While first preparing this paper, I named it “A Short History of Subversion.” But I changed the title because I would have set you on the wrong track with it.
In this paper I will not tell you a story of subversion. I will rather give you an insight into my own history with the term. The story starts with my experiencing the photos of French artist Claude Cahun and the way she staged her gender-blurred appearance in the 1920s as something subversive. I decided to dedicate my PhD-project to the subversive representations of bodies by Claude Cahun and two other artists, the US-American performance- and concept-artist Karen Finley and the Danish contemporary dancer and choreographer Mette Ingvartsen. Before I had started to think more thoroughly about the term subversive and of possible definitions of it, I regarded the subversive as a radical artistic expression in opposition to hegemony.
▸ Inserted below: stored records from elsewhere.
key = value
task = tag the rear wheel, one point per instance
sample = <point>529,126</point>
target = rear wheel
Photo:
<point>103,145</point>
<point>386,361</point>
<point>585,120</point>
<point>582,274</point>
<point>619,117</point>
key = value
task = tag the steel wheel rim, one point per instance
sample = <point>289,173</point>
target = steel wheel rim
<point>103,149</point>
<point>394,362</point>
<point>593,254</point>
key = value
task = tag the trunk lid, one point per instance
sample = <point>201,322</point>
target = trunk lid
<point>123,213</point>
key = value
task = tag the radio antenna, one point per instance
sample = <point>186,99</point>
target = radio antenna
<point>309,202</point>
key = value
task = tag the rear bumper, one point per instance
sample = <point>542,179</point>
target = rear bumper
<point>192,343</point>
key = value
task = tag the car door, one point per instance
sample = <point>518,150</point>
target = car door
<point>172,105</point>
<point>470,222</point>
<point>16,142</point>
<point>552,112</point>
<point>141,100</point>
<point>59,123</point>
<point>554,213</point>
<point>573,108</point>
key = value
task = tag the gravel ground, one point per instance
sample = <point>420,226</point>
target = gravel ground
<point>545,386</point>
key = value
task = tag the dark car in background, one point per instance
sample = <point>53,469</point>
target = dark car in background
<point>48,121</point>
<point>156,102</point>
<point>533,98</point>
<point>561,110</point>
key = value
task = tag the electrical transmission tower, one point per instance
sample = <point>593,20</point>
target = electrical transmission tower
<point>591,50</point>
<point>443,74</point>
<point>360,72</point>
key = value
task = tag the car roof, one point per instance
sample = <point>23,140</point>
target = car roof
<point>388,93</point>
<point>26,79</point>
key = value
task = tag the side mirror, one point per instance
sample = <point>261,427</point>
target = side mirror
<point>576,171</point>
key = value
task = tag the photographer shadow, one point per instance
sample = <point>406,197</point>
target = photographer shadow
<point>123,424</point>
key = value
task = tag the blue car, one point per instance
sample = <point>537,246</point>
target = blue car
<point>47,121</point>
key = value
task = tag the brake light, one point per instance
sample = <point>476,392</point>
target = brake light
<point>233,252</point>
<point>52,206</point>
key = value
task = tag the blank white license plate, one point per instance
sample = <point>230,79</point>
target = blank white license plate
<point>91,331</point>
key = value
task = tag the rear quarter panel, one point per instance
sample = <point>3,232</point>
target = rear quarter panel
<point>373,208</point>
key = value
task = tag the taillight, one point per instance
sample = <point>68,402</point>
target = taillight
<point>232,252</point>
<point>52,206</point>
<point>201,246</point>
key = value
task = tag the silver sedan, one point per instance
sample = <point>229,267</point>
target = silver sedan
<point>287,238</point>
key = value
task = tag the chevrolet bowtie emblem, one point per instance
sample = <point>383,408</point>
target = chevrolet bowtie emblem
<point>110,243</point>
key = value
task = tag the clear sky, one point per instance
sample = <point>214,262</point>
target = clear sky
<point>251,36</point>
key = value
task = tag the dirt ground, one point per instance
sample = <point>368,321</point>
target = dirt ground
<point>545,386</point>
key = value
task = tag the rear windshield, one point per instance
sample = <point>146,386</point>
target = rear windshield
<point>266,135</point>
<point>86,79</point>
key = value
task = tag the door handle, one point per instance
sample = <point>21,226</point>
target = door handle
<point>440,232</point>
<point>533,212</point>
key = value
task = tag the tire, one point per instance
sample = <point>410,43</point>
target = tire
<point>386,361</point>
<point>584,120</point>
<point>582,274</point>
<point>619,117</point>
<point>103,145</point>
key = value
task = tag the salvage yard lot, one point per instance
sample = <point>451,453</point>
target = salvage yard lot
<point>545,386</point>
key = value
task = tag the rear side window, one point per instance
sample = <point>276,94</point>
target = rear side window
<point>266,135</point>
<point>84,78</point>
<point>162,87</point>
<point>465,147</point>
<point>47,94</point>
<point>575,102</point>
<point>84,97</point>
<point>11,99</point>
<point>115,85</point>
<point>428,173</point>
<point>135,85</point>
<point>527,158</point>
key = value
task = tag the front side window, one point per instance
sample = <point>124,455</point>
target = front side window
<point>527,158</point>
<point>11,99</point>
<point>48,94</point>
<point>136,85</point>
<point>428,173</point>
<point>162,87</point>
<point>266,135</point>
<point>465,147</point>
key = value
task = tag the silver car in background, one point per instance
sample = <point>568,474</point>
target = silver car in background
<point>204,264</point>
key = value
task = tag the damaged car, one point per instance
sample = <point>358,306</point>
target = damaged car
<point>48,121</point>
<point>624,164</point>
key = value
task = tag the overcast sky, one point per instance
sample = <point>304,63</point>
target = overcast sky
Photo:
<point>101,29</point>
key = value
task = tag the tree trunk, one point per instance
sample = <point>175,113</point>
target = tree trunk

It was only after I had realized that many authors in art studies and art criticism use the term subversive as a label without defining its meaning or calling into question its impact, that I also felt more and more uncomfortable with the way I used the term. What did I mean with subversive? Why did I use the term for the artistic practices of the three artists? For quite some time I tried to find possible definitions of subversion which would fit together with my sources, the artistic practices. But then I asked myself whether the term subversion is too universal, too loaded with all kinds of problematic assumptions and as such, whether I could still relate it to my sources at all. What I put here in a few sentences actually was quite a long process. My thoughts went in all kinds of different directions. By thoroughly dealing with my sources, I realized that the term subversion is not the right tool for my analysis of the sources anymore, or at least not the only tool I should use. What sounds like a failing, and in the first moment also felt a bit like it, was actually a very productive process. Instead of going down a traditional way of academic research – where one sticks to a concept and tries to defend it as well and as coherently as possible, I decided to partly let go of a concept that still fascinated me immensely.
Letting go does not mean that my interest in the idea of subversion has vanished – it just means that I accept the fact that my sources should not be cut short of their complexity by applying a term that shuffles onto them problematic assumptions and prospects. Rather than calling the artistic body-representations I deal with in my dissertation automatically subversive, I will try to critically expose the problems of the concept of subversion and the practice of using it as a label of reception in each case individually.